それより気になったのが終盤国会で見えた岸田氏の「弱気」だった。「解散は考えていない」と繰り返していた岸田氏が13日に突如「情勢を見極めたい」と述べた時、永田町では誰もが「解散か?」と考えた。そこまでは良かったのだが、なぜか2日後には解散を「考えてはいない」と宣言してしまった。
「伝家の宝刀」の使い方が悪い
あのタイミングで言ってはダメなのだ。野党が不信任を出した後、「岸田どうする?」と皆がが固唾をのむ中、おもむろに「今回は....。やめとくわ。」と切り出さないとダメなのだ。もちろんいつまでも引っ張ると自治体などに迷惑がかかるのだが、やはり一度抜いた「伝家の宝刀」をすぐに鞘に納めてはイカン。

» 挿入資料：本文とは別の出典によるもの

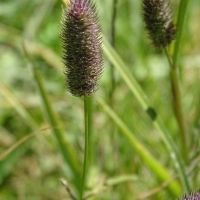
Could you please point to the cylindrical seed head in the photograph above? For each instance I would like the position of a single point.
(82, 47)
(158, 22)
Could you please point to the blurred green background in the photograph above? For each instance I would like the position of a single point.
(33, 169)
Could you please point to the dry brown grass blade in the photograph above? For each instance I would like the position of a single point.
(14, 146)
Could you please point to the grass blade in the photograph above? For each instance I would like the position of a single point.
(67, 151)
(142, 99)
(150, 161)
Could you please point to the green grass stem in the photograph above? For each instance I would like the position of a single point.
(150, 161)
(144, 102)
(67, 151)
(180, 24)
(178, 107)
(86, 151)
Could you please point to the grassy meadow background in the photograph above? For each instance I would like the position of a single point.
(32, 170)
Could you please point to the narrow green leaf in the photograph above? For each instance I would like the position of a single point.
(150, 161)
(142, 99)
(67, 151)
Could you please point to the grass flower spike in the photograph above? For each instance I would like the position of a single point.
(82, 47)
(158, 22)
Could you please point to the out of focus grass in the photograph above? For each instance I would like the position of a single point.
(33, 170)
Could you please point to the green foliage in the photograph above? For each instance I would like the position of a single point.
(33, 169)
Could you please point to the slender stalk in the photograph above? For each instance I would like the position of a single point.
(85, 165)
(112, 72)
(178, 107)
(144, 102)
(90, 127)
(180, 24)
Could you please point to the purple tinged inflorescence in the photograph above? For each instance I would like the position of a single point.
(192, 196)
(82, 47)
(158, 22)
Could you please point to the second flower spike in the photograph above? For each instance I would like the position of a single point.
(82, 47)
(158, 22)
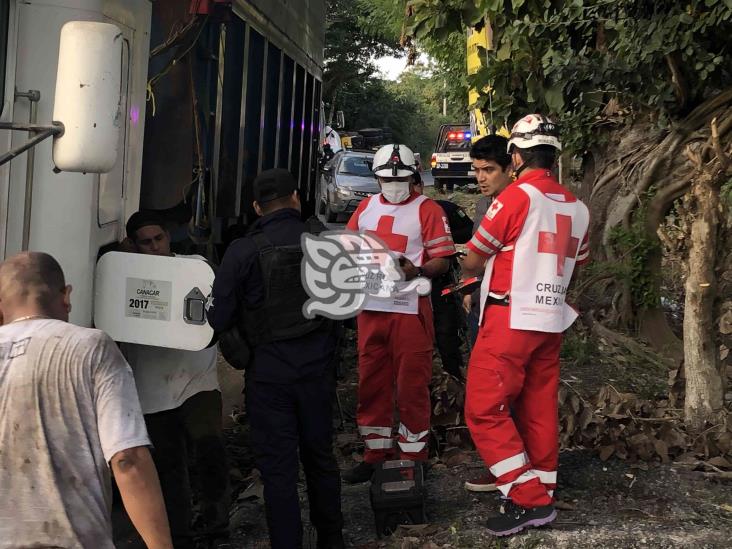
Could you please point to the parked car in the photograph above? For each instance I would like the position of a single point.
(344, 182)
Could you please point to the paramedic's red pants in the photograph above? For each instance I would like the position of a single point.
(511, 407)
(395, 364)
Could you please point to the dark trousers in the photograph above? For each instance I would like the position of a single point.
(449, 320)
(192, 428)
(285, 418)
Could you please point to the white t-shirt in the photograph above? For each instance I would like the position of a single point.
(166, 378)
(67, 404)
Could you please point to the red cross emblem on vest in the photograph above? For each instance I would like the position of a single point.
(561, 243)
(385, 231)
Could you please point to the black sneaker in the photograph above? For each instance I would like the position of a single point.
(359, 474)
(515, 518)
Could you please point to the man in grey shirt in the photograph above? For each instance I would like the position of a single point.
(492, 166)
(68, 413)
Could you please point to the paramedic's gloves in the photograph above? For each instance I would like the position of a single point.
(410, 271)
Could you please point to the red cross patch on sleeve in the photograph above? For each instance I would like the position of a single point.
(494, 208)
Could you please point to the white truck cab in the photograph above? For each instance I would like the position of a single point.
(75, 99)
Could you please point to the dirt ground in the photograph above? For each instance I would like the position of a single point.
(602, 504)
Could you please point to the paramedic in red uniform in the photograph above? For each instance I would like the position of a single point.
(395, 336)
(532, 236)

ということで広島サミットの成功で岸田氏が手にした解散カードは威力が少し弱くなったような気がする。で、問題は秋の解散なのだがやるとしたら9月末か10月上旬。支持率は回復しているのだろうか。
野党を見ると、先日小沢一郎氏ら立憲の議員が野党候補の一本化を求めたが、維新や国民は応じない構えだし、立憲自身も執行部は共産との協力に後ろ向きなので、現実的には難しいだろう。

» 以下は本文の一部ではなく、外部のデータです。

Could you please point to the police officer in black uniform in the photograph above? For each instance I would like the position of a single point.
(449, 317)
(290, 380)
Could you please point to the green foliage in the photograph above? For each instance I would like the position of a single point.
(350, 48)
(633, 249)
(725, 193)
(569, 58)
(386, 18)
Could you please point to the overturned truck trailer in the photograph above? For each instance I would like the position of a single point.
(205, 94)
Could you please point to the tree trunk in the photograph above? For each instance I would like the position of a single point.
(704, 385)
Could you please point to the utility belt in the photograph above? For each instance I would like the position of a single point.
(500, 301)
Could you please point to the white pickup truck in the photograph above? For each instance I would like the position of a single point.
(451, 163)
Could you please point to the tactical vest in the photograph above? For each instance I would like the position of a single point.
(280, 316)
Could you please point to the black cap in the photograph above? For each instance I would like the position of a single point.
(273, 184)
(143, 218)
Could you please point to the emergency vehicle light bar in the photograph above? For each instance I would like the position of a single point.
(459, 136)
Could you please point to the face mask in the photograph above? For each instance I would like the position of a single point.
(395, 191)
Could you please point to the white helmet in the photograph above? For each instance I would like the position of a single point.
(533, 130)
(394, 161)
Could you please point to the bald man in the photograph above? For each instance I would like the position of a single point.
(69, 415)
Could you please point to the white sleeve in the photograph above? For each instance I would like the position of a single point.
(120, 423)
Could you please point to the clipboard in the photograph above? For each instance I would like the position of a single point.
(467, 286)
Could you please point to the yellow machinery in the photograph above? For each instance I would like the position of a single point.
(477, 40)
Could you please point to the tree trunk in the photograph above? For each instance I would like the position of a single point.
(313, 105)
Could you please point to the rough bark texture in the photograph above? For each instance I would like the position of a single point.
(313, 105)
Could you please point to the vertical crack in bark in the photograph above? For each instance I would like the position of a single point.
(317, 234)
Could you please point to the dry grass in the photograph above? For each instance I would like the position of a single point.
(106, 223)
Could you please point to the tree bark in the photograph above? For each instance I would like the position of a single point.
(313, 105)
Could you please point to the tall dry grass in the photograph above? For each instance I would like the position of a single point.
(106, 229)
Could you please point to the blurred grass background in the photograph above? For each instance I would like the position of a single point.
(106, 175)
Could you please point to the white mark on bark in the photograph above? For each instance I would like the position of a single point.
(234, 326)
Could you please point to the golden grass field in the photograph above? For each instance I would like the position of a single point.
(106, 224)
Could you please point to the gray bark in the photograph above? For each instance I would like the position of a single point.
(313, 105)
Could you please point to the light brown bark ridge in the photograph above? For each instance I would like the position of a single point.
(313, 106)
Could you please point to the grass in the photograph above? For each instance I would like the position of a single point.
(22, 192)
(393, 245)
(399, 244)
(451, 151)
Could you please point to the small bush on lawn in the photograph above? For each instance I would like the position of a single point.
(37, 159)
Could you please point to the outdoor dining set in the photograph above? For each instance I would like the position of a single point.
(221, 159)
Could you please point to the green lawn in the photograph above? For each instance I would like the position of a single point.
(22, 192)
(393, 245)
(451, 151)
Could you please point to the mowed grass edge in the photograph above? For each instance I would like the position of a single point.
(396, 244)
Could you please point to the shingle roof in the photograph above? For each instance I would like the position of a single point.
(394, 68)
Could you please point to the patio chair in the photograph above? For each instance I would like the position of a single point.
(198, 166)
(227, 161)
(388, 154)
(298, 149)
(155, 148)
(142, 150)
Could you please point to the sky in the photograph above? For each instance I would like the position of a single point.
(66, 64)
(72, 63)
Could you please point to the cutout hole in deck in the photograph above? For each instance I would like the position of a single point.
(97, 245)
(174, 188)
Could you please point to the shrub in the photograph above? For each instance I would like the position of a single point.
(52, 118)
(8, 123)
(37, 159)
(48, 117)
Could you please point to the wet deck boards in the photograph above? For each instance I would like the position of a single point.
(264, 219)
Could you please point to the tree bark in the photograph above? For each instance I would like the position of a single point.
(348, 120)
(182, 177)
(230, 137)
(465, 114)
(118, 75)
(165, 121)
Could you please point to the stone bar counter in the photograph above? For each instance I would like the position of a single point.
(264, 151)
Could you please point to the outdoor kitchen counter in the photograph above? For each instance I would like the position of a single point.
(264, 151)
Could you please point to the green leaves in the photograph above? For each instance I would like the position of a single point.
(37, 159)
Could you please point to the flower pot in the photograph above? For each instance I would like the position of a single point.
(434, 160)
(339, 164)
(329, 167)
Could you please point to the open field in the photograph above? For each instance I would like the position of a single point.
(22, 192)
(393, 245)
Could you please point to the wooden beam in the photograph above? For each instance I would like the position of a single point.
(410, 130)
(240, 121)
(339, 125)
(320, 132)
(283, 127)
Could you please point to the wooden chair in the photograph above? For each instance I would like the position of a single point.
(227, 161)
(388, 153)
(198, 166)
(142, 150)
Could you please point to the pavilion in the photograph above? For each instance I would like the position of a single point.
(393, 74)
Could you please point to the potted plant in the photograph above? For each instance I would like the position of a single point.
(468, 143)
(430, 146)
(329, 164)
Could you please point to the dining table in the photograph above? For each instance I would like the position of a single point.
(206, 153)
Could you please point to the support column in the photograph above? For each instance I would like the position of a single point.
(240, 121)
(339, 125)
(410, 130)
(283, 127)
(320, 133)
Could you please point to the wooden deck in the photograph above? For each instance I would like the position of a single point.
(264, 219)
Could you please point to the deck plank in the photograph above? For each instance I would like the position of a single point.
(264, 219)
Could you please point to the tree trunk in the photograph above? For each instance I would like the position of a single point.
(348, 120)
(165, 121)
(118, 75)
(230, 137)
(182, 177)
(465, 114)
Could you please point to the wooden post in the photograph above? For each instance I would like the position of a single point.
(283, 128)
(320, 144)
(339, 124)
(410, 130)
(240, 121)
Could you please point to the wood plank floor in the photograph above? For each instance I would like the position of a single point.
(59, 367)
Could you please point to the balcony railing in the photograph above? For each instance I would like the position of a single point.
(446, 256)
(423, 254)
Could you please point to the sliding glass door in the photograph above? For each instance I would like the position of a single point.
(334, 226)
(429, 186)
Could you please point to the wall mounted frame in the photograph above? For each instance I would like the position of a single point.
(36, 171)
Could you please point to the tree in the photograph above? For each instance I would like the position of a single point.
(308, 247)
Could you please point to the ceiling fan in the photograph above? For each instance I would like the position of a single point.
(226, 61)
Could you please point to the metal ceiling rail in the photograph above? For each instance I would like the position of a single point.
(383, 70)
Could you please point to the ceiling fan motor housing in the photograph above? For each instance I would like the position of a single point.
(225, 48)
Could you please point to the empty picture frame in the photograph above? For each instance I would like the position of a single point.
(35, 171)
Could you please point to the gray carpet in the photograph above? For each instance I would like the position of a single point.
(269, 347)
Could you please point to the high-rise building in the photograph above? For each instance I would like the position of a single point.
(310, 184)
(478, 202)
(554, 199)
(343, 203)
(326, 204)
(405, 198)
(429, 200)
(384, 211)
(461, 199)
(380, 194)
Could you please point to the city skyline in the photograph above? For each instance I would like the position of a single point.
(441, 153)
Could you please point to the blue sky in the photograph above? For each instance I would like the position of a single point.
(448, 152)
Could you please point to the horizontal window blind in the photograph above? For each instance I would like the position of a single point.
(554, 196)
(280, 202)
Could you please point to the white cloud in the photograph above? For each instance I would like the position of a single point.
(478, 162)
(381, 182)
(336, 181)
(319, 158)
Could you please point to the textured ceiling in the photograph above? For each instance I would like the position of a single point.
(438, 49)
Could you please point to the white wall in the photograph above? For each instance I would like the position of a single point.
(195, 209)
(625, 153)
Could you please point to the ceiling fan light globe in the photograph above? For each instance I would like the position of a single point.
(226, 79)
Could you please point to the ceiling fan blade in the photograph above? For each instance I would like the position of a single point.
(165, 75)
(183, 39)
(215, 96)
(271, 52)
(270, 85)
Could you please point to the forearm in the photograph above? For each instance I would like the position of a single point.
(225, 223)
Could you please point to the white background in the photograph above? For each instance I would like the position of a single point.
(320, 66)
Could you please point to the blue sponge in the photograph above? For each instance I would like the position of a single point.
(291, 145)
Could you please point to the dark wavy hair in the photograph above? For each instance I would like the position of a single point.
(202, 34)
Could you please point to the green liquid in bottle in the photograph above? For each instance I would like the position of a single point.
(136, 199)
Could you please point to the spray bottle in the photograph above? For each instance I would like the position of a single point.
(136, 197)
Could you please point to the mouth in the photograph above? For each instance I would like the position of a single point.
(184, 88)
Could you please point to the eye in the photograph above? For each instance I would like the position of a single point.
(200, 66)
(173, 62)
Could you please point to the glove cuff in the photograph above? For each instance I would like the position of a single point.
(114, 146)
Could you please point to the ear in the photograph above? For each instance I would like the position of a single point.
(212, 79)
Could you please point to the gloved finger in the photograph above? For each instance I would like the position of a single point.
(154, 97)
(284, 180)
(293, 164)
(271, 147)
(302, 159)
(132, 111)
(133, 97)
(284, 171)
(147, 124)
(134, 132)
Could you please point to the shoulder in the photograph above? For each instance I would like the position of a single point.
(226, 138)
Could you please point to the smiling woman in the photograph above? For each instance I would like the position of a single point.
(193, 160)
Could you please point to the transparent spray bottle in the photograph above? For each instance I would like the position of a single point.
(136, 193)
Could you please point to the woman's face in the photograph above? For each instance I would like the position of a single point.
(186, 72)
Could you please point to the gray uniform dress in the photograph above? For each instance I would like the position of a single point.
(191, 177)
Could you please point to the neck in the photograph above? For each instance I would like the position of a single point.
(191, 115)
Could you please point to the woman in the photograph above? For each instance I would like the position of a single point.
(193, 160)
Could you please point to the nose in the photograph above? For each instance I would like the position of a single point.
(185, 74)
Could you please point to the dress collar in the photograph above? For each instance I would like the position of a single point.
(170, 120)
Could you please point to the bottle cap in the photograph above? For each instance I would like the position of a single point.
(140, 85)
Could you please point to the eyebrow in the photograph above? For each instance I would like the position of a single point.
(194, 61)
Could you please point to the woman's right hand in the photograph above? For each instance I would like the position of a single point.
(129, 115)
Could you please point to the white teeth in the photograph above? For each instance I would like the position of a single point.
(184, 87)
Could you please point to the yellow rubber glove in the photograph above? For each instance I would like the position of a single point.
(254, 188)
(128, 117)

むしろ自民にとって怖いのは維新だ。勢いはあるが準備が進まない維新は、今回の岸田氏の解散先送りを歓迎している。早速自民の河村建夫元官房長官の長男で秘書官を務めた建一氏が維新からの出馬を検討していることがわかった。
河村氏は、選挙に出たいが自民では選挙区がない。一方の維新は、票はあるが候補者がいない。これはうまくマッチすれば双方ウインウインになる可能性がある。他にも自民系の落選中の議員や新人で維新から出馬するかどうか悩んでいる人を僕は何人か知っている。
下手な解散は岸田おろしを誘発
維新の選挙準備が進んだ時に、支持率があまり芳しくなければ岸田氏は解散できないのではないか。無理に解散しようとすると「岸田おろし」も起きかねない。
ただ岸田氏にとって幸いなことに、ポスト岸田は茂木敏充幹事長、河野太郎デジタル相、高市早苗経済安保相、林芳正外相と、実力者は並ぶものの決め手を持つ人はいない。また株価や物価など経済指標も悪くない。
だから「無理な解散」さえしなければ岸田氏は「いい首相」だ。衆院の任期まであと2年3か月。岸田氏は結構ギリギリまで解散せずに首相を続けるというのは「あり」だと思う。4年間フルに首相としての仕事を全うして最後は引く、あるいは自分の考えを示して信を問うというのは結構カッコいいのではないか。